Single Number Evaluation

This is very important to simplify the journey. Most real life problems require a multi factor evaluation. Not just in machine learning, any solution is good if it runs fast and gives good values for all the output parameters.

How would we compare two solutions that give a trade off between them? How do we compare two solutions that give better accuracy on one output at the cost of the other? How would we compare that to a solution that gives similar, but higher error on both outputs?

These are some questions that we have to ask ourselves and translate our answer into numbers. This ensures we do not get stuck in adjectives like similar, better... Once we have a single numeric value for evaluation, the task of development gets a lot easier and independent of human monitoring.

There are different types of solution metrics. Sometimes, we have multiple outputs, where each very important - where we want to optimize each of them. At other times, optimization of a given output is no more meaningful if it crosses a given limit.

Thus, we have some satisfying metrics and some optimizing metrics. For a satisfying metrics, we just need to ensure that it crosses a given threshold. For optimizing metrics, we want to improve it on and on. In fact, we can also have a situation where it is more important to satisfy some metrics compared to others.

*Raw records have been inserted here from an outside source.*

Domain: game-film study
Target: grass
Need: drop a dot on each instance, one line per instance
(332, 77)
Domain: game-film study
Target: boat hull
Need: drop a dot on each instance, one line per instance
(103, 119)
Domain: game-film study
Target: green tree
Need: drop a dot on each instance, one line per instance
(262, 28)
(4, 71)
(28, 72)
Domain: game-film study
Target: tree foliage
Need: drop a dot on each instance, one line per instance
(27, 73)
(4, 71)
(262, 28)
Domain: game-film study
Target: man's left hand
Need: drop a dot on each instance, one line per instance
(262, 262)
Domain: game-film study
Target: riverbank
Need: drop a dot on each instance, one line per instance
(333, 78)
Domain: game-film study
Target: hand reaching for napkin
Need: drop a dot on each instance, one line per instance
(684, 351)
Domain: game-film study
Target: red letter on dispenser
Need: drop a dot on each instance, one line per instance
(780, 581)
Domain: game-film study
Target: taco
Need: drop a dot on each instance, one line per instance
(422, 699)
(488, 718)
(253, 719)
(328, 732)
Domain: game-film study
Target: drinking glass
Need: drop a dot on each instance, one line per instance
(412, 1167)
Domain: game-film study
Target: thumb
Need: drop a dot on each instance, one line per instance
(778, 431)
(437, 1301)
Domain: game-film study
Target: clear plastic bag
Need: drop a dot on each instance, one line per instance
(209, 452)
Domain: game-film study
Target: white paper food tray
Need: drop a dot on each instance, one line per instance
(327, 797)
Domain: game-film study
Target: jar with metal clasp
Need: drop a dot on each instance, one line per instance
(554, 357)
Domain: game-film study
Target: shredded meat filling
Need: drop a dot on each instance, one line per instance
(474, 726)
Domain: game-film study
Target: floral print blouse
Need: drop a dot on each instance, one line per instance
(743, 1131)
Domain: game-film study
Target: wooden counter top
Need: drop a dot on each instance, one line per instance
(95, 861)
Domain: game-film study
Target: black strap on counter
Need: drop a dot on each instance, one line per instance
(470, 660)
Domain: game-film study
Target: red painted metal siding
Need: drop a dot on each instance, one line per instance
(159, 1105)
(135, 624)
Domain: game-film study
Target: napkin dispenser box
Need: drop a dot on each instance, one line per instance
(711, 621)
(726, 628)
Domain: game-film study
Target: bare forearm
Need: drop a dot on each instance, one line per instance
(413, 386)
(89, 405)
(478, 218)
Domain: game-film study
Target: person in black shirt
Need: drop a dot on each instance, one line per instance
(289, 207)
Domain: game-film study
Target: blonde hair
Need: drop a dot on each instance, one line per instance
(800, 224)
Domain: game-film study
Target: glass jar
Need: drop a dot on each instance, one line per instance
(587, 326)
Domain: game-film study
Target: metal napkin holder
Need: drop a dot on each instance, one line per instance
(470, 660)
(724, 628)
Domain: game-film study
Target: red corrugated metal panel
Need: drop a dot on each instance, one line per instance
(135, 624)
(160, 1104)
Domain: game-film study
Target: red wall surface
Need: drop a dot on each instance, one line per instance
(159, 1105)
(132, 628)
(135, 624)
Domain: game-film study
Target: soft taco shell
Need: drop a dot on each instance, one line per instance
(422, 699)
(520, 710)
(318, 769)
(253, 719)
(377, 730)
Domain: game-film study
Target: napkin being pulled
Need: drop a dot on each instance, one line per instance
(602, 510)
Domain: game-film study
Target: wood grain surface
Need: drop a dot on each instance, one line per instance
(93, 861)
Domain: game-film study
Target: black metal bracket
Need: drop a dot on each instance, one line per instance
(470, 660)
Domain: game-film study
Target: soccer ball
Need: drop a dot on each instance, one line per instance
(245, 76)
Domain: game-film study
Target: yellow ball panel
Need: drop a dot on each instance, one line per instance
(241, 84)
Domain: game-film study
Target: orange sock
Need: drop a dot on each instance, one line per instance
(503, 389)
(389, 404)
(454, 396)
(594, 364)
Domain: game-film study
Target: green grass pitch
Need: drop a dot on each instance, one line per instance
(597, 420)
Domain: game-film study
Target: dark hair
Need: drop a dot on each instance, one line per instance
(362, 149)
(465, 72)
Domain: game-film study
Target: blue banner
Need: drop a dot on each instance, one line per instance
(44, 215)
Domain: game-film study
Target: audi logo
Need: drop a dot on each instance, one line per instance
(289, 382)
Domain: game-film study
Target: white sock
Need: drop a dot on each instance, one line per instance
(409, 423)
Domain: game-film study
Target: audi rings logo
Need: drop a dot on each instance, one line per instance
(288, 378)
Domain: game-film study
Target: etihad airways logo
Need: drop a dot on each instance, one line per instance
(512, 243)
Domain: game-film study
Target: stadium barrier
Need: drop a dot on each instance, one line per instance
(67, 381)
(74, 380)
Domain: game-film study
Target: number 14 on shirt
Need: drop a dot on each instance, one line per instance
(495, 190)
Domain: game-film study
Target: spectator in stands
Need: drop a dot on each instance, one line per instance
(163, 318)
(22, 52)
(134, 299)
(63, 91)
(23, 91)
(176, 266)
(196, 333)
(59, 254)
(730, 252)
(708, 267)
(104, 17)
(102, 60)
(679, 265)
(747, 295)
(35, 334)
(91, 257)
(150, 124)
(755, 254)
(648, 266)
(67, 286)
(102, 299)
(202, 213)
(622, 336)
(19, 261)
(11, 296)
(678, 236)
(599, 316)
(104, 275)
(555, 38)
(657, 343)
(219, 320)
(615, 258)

Common examples for multiple parameters are

  • Positive and negative errors
  • Short term and long term errors
  • Output accuracy and run time

Based on the problem at hand, we need to identify the category, importance and relationship of each evaluation metric. Based on these, we should identify a single numeric formula that can be used to evaluate a given model. Until we get this single number, we will need human intervention at each step to see how a model affects the output.